UOBKayhian on 9 Dec 2014
FY14F PE (x): 13.2
FY15F PE (x): 12.0
Reiterate BUY for its ability to sustain good productivity yield and keeping production
cost relatively low to stay profitable in a low CPO price environment. First Resources’
(FR) share prices corrected 30% from its 52-week high of S$2.60 on the back of CPO
price weakness and relatively weaker 1H14 earnings vs peers’. The price correction
makes FR one of the cheapest high-growth plantation stocks, at 1-year forward PE of
12x vs peers’ 11-14x. This is a good opportunity to accumulate positions in a wellmanaged
plantation company with good earnings prospects.
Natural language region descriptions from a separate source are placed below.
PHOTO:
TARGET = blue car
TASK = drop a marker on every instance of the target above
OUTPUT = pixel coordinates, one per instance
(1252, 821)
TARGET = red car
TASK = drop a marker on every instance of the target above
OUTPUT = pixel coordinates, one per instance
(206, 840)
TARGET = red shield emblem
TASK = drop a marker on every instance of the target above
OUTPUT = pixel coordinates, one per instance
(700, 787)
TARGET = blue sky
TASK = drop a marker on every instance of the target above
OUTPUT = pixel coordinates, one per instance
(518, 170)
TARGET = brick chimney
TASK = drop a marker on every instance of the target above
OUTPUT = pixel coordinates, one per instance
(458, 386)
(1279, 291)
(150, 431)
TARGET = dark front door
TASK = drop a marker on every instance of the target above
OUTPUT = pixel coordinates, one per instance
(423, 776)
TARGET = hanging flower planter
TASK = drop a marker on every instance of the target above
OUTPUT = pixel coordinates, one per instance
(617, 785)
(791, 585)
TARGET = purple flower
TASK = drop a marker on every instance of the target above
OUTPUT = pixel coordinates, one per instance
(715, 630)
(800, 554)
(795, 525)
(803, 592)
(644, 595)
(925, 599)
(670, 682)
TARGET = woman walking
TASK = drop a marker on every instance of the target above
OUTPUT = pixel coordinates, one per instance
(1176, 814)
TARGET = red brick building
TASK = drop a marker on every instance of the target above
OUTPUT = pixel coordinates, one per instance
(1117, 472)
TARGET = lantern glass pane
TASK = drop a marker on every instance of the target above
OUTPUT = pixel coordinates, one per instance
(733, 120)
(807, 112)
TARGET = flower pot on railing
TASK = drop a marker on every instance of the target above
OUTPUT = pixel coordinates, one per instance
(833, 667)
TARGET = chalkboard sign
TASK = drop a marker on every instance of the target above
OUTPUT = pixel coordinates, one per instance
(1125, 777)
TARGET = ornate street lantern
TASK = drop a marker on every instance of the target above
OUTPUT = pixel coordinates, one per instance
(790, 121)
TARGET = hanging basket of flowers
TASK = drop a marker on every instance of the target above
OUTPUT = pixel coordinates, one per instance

Better profitability supports higher PE multiple. During the last CPO price correction in
2008/09, FR traded at the lowest PE of about 3x (-2SD from mean), then recovered and
stabilised at 6-8x PE (-1SD from mean). Given improving profitability, FR’s valuation is
unlikely to go back to its previous trough. Back in 2009 when FR traded at its trough
valuation, its reported EBITDA/CPO tonne was US$328 vs an estimated US$410 for
2014. The higher profitability was largely attributed to better oil yields since then as
more oil palm trees move into prime production age.
Maintain BUY and target price of S$2.80, based on 15x 2016F PE. FR remains one of
our top picks in the plantation sector due to its attractive profile age, cost-efficient
estates and hands-on management. We forecast EPS of 10.4 US cents, 11.5 US cents
and 14.2 US cents for 2014-16 respectively.